Post by exxx » Wed Dec 07, 2011 9:46 pm

Questions may involve units of measurement such as English units or metric units. If an answer to a question requires converting one unit of measurement to another, then the relationship between the units is provided, unless the relationship is a
common one, such as minutes to hours, or centimeters to

I didn't see any questions on unit conversions on my test at all.

I think "12 inches = 1 foot" could maybe be considered one of the "common" ones. I don't think any other imperial unit conversion would be considered common. Maybe "16 ounces = 1 pound", but I doubt it.

As far as real-life here in the states goes, these are the conversions in order of importance:

Top five:
12 in = 1 ft
5280 ft = 1 mi
16 oz = 1 pound
8 fl. oz = 1 cup
3 ft = 1 yrd (only for American Football fans :P)

0 deg C = 32 deg F (freezing point of water)
100 deg C = 212 deg F (boiling point of water)
F<-->C is linear.
So from these two points anyone on a site called Mathematics GRE should be able to come up with the formula for C to F in a couple seconds in their head: F=(9/5)C+32.
I personally choose to remember that the slope of the transformation is 9/5, and the freezing point (y-intercept) is 32. I think it's easier to remember the number 9/5 than the number 212, but only because I grew up with it.
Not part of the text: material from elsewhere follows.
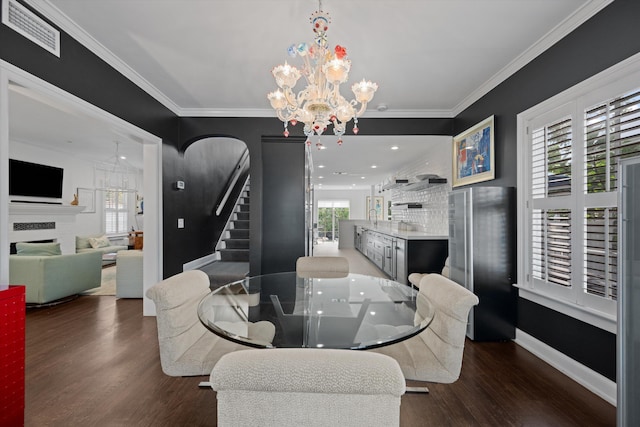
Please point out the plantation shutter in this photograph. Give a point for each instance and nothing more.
(551, 180)
(115, 212)
(612, 132)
Nowadays it's easy to remember 212, though, because it's the area code for Manhattan. So, you just have to remember that "water boils in Hell's Kitchen" --and know the area code for Manhattan like I do, lol :P.

Less common measurements:
2000 pounds = 1 ton
4 cups = 1 quart
4 quarts = 1 gallon
(For "quart" think "quatre=four", as in: "a quart is four times a cup and a quarter of a gallon"--gallon and cup being the two most common volume measurements in America)
2 cups = 1 pint
(For pint, think "p as in pound", as in one pound of water, a pound of water is 16 fl. oz, and 16 fl. oz is 2 cups. So a pint is two cups.)